- Leap years are 366-day years in which a normally 365-day calendar year is replaced by 29 days in February every four years.
- This year, there will be another leap year as February will have 29 days.
- Leap years are basically meant to coincide with one calendar year as one orbit of the Earth around the Sun.. However, with leap year calculations, a calendar year does not exactly correspond to one year of the Earth around the Sun.
This year, February will be a leap year that comes every four years, as it will have 29 days. So why do leap years exist and why do we need them in calendars?
Leap years are years that have 366 calendar days instead of 365. Leap years occur every four years in the Gregorian calendar used by most of the world. Except for some centennial years (for example, 1900) or years ending in “00”, every year that is divisible by four, such as 2020 and 2024, is a leap year. In calendars, the same date advances only a single day between successive years. In leap years, starting from March, each date of the leap year advances one extra day compared to the previous year. That’s why these years are called “leftover”. For example, in 2023, March 1 fell on a Wednesday, but in 2024 it will fall on a Friday.
Other calendars also have leap year versions, including the Hebrew calendar, Islamic calendar, Chinese calendar, and Ethiopian calendar. However, not all of these leap years come every four years and they usually occur in different years than those in the Gregorian calendar. However, some calendars also have multiple leap days and even shortened leap months. In addition to leap years and leap days, the Gregorian calendar also has a handful of leap seconds occasionally added to certain years, most recently in 2012, 2015, and 2016. However, the International Bureau of Weights and Measures (IBWM), the organization responsible for global time management, will eliminate leap seconds from 2035. Last week, an international coalition of scientists and government agencies voted to retire the timekeeping system, which will officially expire in 2035.
Why do we need leap years?
At first glance, all this excess may seem unnecessary someday. But these leap years are very important, and without them the years would be very different. How Does? Leap years exist because a single year in the Gregorian calendar is slightly shorter than a solar year or tropical year. One calendar year roughly corresponds to the Earth completing its rotation around the Sun. However, a solar year equals 365.24 days or 365 days, 5 hours, 48 minutes and 56 seconds. In short, leap years mean that the Gregorian calendar remains in sync with our journey around the sun.
Discounting this difference, for each year that passes, the difference between the beginning of a calendar year and the beginning of a solar year widens by 5 hours, 48 minutes and 56 seconds, and over time this changes the timing of the seasons. For example, if we stopped using leap years, according to the National Air and Space Museum, in about 700 years the Northern Hemisphere’s summer would begin in December instead of June. This is where leap years come into play, because an extra day added every four years is approximately the same length as the difference accumulated over that period. But the system is not perfect. With leap years, we gain about 44 minutes extra every four years, or one day every 129 years. To solve this problem, we skip leap years in every centennial except those divisible by 400, such as 1600 and 2000. But even then there is still a small difference between calendar years and solar years. Leap seconds, which were planned to be abolished by 2035, were also used to eliminate this small difference.
The history of leap years dates back to B.C., when the Ancient Roman emperor Julius Caesar introduced the Julian calendar, which was divided into 12 months and consisted of 365 days. It dates back to 45 years ago. The Gregorian calendar we currently use still uses the same system, with a small adjustment. According to the University of Houston, the Julian calendar included leap years every four years without exception. B.C. Thanks to the “last year of confusion” in 46 BC, which lasted a total of 445 days and included 15 months, a calendar year was synchronized with the Earth’s seasons.
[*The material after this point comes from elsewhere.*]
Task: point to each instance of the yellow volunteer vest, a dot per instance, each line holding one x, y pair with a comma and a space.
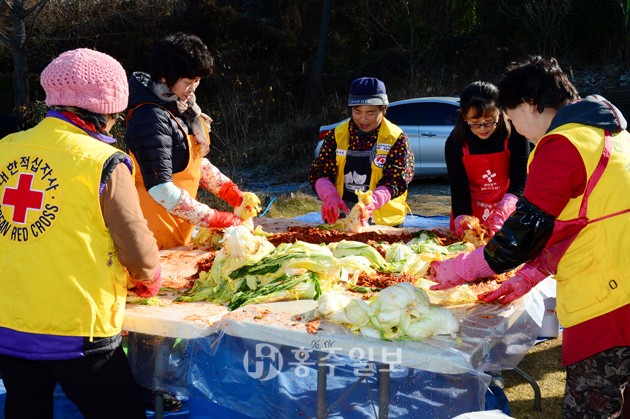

For centuries, the Julian calendar appeared to work perfectly. But in the mid-16th century, astronomers noticed that the seasons began about 10 days earlier than expected because important holidays such as Easter no longer matched certain events such as spring or the vernal equinox. To correct this, Pope Benedict XIII. Gregory introduced the Gregorian calendar in 1582, which was identical to the Julian calendar but excluded leap years for most centenarians.
For centuries, the Gregorian calendar was used only by Catholic countries such as Italy and Spain. However, since the other years used began to deviate greatly from the years of Catholic countries, they were also adopted by Protestant countries such as Great Britain in 1752. Due to the inconsistency between calendars, countries that later switched to the Gregorian calendar had to skip days to synchronize with the rest of the world. For example, when England changed calendars in 1752, September 2 was followed by September 14, according to the Royal Museums in Greenwich.
At some point in the distant future, the Gregorian calendar may have to be reevaluated because it is out of sync with solar years. However, it will take thousands of years for this to happen.